Bangladesh wants to go further. It has also decided more resources are needed for the children of the flood zones and hill areas and the victims of child labour and child marriage – but it is also making an equity goal explicit in order to reach the most marginalised. It has committed to closing the gap in attendance rates between the richest and poorest income groups and to closing the learning gap between the best and poorest performing areas. Bangladesh faces a huge uphill fight to deliver on its new policy of increasing public spending on schools. It simply does not have the money for educational investment – either domestically or from the international community – to fund its new direction.
So while the public justification for all our efforts is to help the poorest, the frailest, the neediest and most vulnerable, we are coming to realise that our focus on universal goals must be matched by extra resources for the most marginalised. Indeed, when the next set of includes more ambitious universal targets for learning outputs and secondary education, we must do more to prevent the most disadvantaged being left further behind. Put simply – as we start to raise the ceiling, we must not forget to finish putting in place the floor.
As Pauline Rose of the UNESCO Global Monitoring Report has concluded: “Unless we have a goal that tracks progress for the poorest and richest…on education access and learning, gaps are likely to remain when we reach the next deadline for goals.”

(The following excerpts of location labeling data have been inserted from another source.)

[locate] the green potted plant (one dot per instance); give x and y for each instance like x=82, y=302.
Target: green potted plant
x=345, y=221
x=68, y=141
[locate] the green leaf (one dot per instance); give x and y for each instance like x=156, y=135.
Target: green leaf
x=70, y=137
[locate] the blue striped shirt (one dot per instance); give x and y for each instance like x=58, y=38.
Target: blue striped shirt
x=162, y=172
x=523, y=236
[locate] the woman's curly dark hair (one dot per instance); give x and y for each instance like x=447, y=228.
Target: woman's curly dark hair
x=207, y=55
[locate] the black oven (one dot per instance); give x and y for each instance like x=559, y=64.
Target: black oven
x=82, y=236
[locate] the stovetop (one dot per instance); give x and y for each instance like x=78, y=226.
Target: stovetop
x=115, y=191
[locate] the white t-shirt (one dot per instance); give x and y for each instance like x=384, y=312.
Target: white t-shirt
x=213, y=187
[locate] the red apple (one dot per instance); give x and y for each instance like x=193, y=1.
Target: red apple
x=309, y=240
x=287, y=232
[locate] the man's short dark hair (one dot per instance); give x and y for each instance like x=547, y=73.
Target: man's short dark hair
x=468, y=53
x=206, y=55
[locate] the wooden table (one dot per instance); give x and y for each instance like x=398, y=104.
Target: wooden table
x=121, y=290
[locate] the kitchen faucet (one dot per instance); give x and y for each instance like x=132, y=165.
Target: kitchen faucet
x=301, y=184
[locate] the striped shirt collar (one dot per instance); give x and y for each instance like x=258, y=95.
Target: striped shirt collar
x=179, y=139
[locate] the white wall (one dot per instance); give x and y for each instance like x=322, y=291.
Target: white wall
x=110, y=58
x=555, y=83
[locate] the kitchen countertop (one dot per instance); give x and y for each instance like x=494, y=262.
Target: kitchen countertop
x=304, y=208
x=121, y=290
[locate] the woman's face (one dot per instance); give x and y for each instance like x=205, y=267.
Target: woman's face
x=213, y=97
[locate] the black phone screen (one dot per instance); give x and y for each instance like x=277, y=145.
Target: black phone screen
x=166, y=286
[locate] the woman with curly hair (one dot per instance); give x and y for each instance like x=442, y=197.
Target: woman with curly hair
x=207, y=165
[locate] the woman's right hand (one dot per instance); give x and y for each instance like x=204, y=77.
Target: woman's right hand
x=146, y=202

So one of the lessons to learn from more than ten years of experience in trying to meet the MDGs is that, without corrective remedies, unequal outcomes in one generation conspire with unequal access to resources in the next to make a mockery of genuine equality of opportunity. Here we rely on and are influenced by the original thinking of Indian economist Amartya Sen, who argues that “equivalent freedom” for people who come to the table with unequal advantages requires more resources to turn the right to equal treatment into real opportunity.
Fortunately there is already a growing consensus that without this focus on inequality we cannot meet our ambitions on behalf of the poor. In education we need what Kevin Watkins of the Overseas Development Institute calls “stepping stone” targets for reducing inequalities, with timelines for 2020 and 2025 on the way to our universal goals in 2030. Further commitments are required to reduce the gap in school attendance and completion rates between poorest and wealthiest and between best and worst performing areas.
What makes me convinced that we could gain support for these measures? It is that these forgotten millions that the MDGs were to do most to help are prepared to be silent no more.
Poor rural girls now know that they do not have the freedom to choose to go to school and that the 2015 goal of schooling for all will not be worth the paper it is written on without a commitment to greater equity. Child labourers know that they have been left behind and that their human right to education is not being delivered by their governments or the international agencies responsible.
I am struck by the energy, creativity and determination I see in these new civil rights movements, led by Malala Yousafzai. Children are providing leadership lessons from which we can learn.